Similarly, Hickie (2008) referred to pre-EPPIC treatment as “conventional services” (p. 7), in a discussion paper commissioned by the National Health and Hospitals Reform Commission (NHHRC), which subsequently recommended a national rollout of EPPIC (NHHRC, 2009 p. 272). The national rollout of EPPIC was also promoted in the “Early psychosis feasibility study report” prepared by Orygen Youth Health Research Centre (2011) for the National Advisory Council on Mental Health (NACMH), which repeatedly referred to pre-EPPIC treatment as “standard care” (pp. 22, 29, 30). Unfortunately, these inaccuracies have been uncritically and enthusiastically accepted by the Australian Government, along with the media and many mental health professionals. With increasing awareness of young people’s mental health problems, there is a well-motivated appetite for good news stories about effective solutions, which has been skilfully harnessed.
Furthermore, it is troubling that McGorry and colleagues were commissioned by the NACMH to prepare the misleading feasibility report, for which they were paid AU$99,550 (McGorry, 2010b p. 55).

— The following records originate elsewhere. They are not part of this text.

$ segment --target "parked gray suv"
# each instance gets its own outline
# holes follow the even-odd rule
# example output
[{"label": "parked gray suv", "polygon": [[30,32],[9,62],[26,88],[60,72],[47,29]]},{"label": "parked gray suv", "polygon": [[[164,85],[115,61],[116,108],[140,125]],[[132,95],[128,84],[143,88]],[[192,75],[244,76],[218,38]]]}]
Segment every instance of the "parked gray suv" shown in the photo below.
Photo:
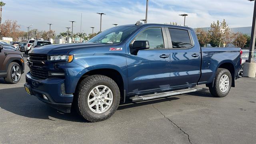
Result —
[{"label": "parked gray suv", "polygon": [[24,65],[21,52],[0,44],[0,78],[8,83],[18,83],[24,73]]}]

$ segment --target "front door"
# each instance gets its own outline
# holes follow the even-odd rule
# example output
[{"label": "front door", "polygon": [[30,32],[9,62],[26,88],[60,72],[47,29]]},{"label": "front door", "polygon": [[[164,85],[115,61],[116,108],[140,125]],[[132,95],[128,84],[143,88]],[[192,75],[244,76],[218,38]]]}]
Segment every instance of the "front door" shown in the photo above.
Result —
[{"label": "front door", "polygon": [[172,48],[170,49],[170,84],[173,88],[194,86],[200,77],[200,47],[194,43],[192,36],[195,36],[188,30],[182,28],[166,28]]},{"label": "front door", "polygon": [[4,62],[5,59],[5,54],[4,49],[0,50],[0,74],[4,72],[6,72],[6,67],[4,66]]},{"label": "front door", "polygon": [[139,50],[137,55],[130,53],[127,55],[129,94],[170,87],[170,50],[164,48],[167,45],[163,38],[163,34],[166,37],[164,30],[160,27],[144,28],[132,41],[148,40],[150,48]]}]

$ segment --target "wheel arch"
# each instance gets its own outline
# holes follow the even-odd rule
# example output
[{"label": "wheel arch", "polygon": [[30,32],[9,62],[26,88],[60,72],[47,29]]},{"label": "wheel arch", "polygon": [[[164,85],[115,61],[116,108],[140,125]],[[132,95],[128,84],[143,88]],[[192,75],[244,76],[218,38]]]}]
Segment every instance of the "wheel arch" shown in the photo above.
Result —
[{"label": "wheel arch", "polygon": [[218,66],[217,67],[217,69],[215,71],[215,74],[216,72],[219,68],[225,68],[228,70],[231,74],[231,76],[232,76],[232,84],[231,86],[235,87],[235,65],[234,62],[231,60],[226,60],[222,62],[219,64]]},{"label": "wheel arch", "polygon": [[121,100],[124,100],[125,98],[124,90],[126,88],[124,75],[118,68],[115,68],[113,67],[94,66],[93,68],[86,68],[85,72],[82,75],[78,80],[76,87],[76,91],[77,91],[79,84],[85,78],[93,75],[102,75],[108,76],[116,83],[118,86],[120,91]]}]

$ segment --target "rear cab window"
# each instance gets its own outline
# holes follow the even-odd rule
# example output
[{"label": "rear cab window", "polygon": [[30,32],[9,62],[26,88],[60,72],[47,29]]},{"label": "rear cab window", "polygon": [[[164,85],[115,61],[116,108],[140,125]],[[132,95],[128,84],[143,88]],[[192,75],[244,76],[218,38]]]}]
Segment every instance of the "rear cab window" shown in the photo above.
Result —
[{"label": "rear cab window", "polygon": [[47,45],[52,44],[52,43],[49,42],[37,42],[37,46],[45,46]]},{"label": "rear cab window", "polygon": [[172,40],[172,48],[188,48],[192,46],[188,31],[187,30],[168,28]]}]

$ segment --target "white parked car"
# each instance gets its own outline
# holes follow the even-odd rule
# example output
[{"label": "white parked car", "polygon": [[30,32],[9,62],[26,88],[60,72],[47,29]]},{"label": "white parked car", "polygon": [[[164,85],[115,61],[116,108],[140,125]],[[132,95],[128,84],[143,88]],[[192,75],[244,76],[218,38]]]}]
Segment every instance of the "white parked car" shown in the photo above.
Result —
[{"label": "white parked car", "polygon": [[28,51],[30,50],[32,44],[35,41],[35,40],[30,40],[27,41],[27,43],[25,46],[25,54],[28,54]]}]

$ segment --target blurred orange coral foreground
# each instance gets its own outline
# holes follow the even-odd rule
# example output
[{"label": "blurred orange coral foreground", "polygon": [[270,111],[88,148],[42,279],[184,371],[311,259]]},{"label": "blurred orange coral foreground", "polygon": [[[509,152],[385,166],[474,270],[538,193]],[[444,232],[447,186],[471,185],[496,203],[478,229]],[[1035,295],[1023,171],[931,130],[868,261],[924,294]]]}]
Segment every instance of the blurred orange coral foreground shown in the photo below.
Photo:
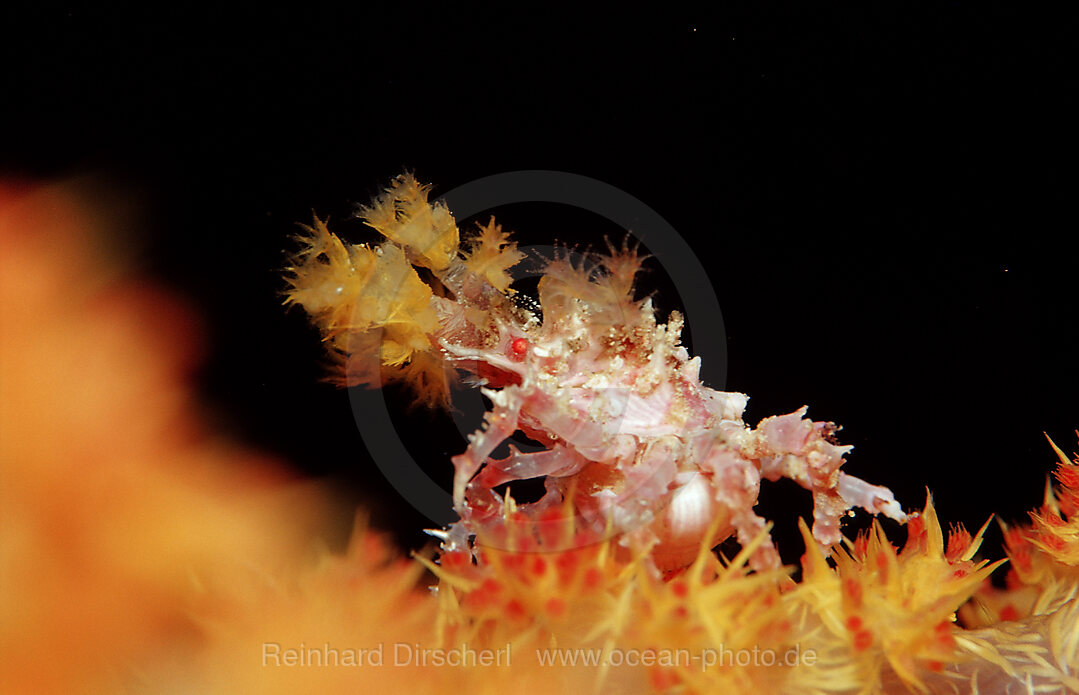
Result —
[{"label": "blurred orange coral foreground", "polygon": [[[727,488],[708,480],[719,496],[701,496],[678,469],[663,489],[634,488],[618,464],[597,469],[607,450],[582,439],[555,467],[459,458],[462,521],[436,558],[407,559],[363,523],[343,555],[319,551],[329,496],[204,430],[186,386],[193,319],[100,250],[107,220],[79,201],[71,188],[0,188],[0,692],[1079,692],[1079,465],[1058,450],[1057,487],[1030,524],[1005,529],[1007,589],[986,581],[1000,562],[975,557],[981,531],[945,536],[928,498],[903,515],[860,496],[883,489],[829,487],[837,463],[803,481],[822,496],[825,537],[834,492],[905,518],[906,542],[897,549],[874,522],[822,548],[803,524],[794,582],[771,562],[768,524],[738,518]],[[345,381],[386,370],[437,403],[443,364],[467,353],[488,360],[491,389],[527,386],[527,351],[552,348],[537,317],[504,301],[518,259],[508,237],[492,222],[459,256],[452,216],[419,188],[366,214],[386,236],[381,250],[316,222],[291,275],[292,300],[326,330]],[[336,275],[349,259],[368,274]],[[584,306],[615,329],[603,350],[620,351],[625,371],[646,378],[657,351],[693,371],[677,329],[632,299],[629,251],[612,251],[600,273],[561,262],[541,283],[544,323],[569,330]],[[457,291],[432,291],[429,278],[453,269]],[[327,278],[351,283],[351,306]],[[467,311],[446,305],[454,297],[472,298]],[[651,352],[618,336],[627,318]],[[357,345],[381,359],[351,355]],[[728,437],[750,433],[738,453],[761,477],[816,475],[798,467],[812,452],[842,462],[822,423],[795,413],[751,431],[725,398],[712,414],[738,423]],[[551,411],[529,408],[537,433]],[[791,432],[798,446],[783,449]],[[664,442],[657,451],[675,447]],[[709,465],[713,477],[730,469]],[[566,485],[531,507],[493,493],[530,475]],[[672,501],[679,486],[697,487]],[[589,496],[598,490],[611,493]],[[657,507],[633,526],[623,512],[636,490],[681,516]],[[730,533],[741,551],[716,557]]]}]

Similarly, Hickie was commissioned to prepare the discussion paper for the NHHRC. This is symptomatic of a highly problematic recursive policy loop in which a small number of high-profile policy advocates are repeatedly invited to advise on mental health reform, and their flawed and misleading advice is accepted uncritically and used as the basis for large-scale expenditure.
In summary, the EPPIC study is a methodologically weak study that has repeatedly been inaccurately characterized. A few critics have identified some major flaws, but not the crucial fact that the study does not compare EI with mainstream treatment as claimed. Earlier reports (McGorry et al., 1996; Mihalopoulos et al., 1999) accurately stated that it compared two models of EI, but the more recent follow-up report (Mihalopoulos et al., 2009) and numerous public statements have inaccurately described the control intervention as standard public mental health services. Unfortunately, this has been uncritically and enthusiastically accepted as conclusive evidence that EPPIC treatment is much more effective and cost-effective than mainstream treatment, resulting in a major mental health system reform that is not evidence-based. This populist response will undoubtedly bias resource allocation for years to come, with inevitable opportunity costs, and will impede the formulation of effective strategies to improve the wellbeing of Australians.
Footnotes
Funding
This research received no specific grant from any funding agency in the public, commercial, or not-for-profit sectors.
Declaration of interest
MR is a member of Healthy Skepticism.